There are a lot of questions surrounding the May 17 letter from House Intel Committee chairman Pete Hoekstra (R-MI) to President Bush, charging that the White House has kept Congress in the dark about certain spying programs.
One that grabs me: Hoekstra says he found out about these programs through a whistleblower. But who?
I’m not the only person to note that five days before Hoekstra wrote his now-famous letter, NSA whistleblower Russ Tice — James “State of War” Risen’s source for his NYT domestic wiretapping story — told inside-the-beltway pub Congress Daily he was planning to tell congressional staffers “unlawful activity occurred at the agency under the supervision of Gen. Michael Hayden beyond what has been publicly reported, while hinting that it might have involved the illegal use of space-based satellites and systems to spy on U.S. citizens.” (Hat tip to National Review online for mentioning this on its media blog.)
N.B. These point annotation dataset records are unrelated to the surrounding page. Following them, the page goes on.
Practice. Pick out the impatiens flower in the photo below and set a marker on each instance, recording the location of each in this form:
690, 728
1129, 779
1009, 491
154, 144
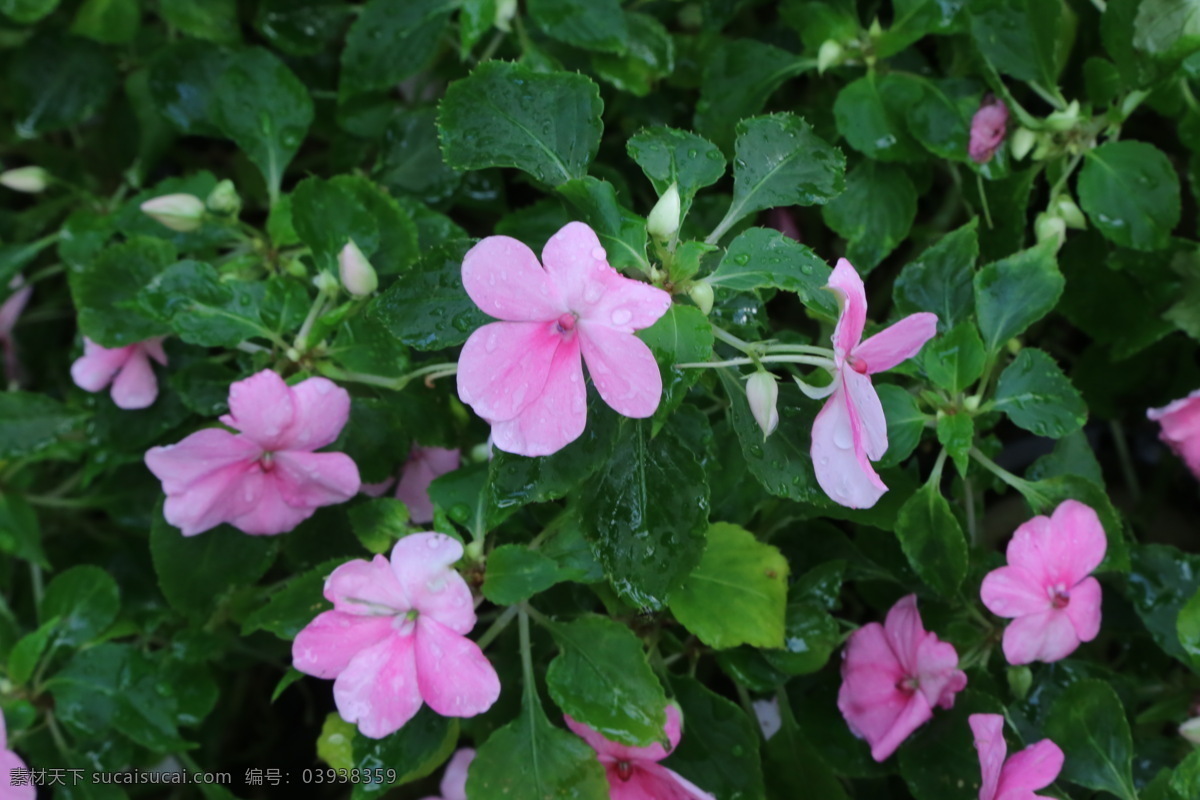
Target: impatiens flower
265, 479
1045, 588
1180, 423
1033, 768
127, 368
893, 675
850, 432
523, 374
988, 128
454, 780
635, 773
396, 638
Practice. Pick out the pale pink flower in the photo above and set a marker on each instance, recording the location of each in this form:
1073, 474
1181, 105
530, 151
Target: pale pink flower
1033, 768
851, 431
127, 368
635, 773
523, 374
265, 479
1180, 423
1047, 589
396, 638
988, 130
893, 675
11, 762
454, 780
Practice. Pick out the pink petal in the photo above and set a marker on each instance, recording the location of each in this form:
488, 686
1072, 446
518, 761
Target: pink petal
136, 385
989, 735
378, 687
556, 417
455, 677
852, 298
503, 367
424, 569
262, 408
623, 370
327, 644
898, 342
1033, 768
505, 281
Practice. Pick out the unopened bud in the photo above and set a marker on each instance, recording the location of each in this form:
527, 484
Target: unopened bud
30, 180
664, 218
762, 391
181, 212
701, 294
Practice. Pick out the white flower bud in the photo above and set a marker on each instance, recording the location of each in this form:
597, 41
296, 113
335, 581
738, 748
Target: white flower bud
762, 391
181, 212
358, 276
664, 218
30, 180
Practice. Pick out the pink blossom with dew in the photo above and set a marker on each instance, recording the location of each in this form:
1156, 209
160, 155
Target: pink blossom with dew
1180, 422
267, 477
635, 773
988, 130
893, 675
523, 374
851, 431
396, 638
10, 763
454, 780
1047, 589
127, 368
1017, 779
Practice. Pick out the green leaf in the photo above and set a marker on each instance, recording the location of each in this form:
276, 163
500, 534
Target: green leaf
933, 540
508, 115
265, 109
939, 281
1014, 293
1037, 396
84, 600
646, 511
874, 214
737, 594
427, 306
761, 258
1131, 193
1089, 723
601, 679
516, 572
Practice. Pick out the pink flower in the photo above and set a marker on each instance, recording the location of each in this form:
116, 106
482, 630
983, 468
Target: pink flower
523, 374
635, 773
1181, 428
850, 432
127, 368
454, 781
988, 130
396, 638
893, 675
265, 479
10, 763
1020, 776
1045, 588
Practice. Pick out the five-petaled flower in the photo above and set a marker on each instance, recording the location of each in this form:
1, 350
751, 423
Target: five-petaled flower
265, 479
523, 374
893, 675
396, 637
1033, 768
126, 367
1047, 588
635, 773
851, 431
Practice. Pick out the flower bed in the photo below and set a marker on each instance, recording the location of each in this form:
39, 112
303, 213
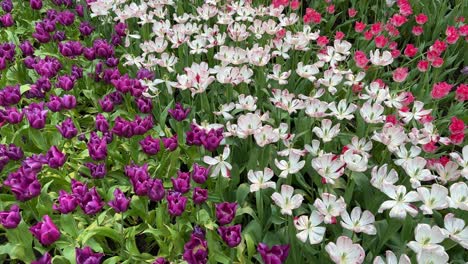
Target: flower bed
233, 131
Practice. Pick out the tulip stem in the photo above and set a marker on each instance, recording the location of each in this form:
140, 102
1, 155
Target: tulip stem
260, 205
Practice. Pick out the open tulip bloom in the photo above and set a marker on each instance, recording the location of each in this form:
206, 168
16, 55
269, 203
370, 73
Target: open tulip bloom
240, 131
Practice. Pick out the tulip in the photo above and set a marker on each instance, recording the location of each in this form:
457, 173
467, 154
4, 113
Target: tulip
66, 202
46, 231
196, 249
170, 143
10, 218
156, 190
225, 212
199, 195
87, 256
231, 235
176, 203
182, 182
150, 145
44, 259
I called Tice over the weekend, but he hasn’t called me back. Of course, the stakes for him are high — as CongressDaily’s Chris Strohm wrote in May, “Tice would not discuss. . . the details of his allegations, saying doing so would compromise classified information and put him at risk of going to jail.” He would say only that “It’s an angle that you haven’t heard about yet.”
According to that piece, Tice was planning then to talk to Senate staffers (Hoekstra’s committee reportedly failed to call him back). Did Tice wind up meeting with House folks after all? What did he tell them? Was he Hoekstra’s source?
Who Told House Intel Chair What the White House Wouldn’t?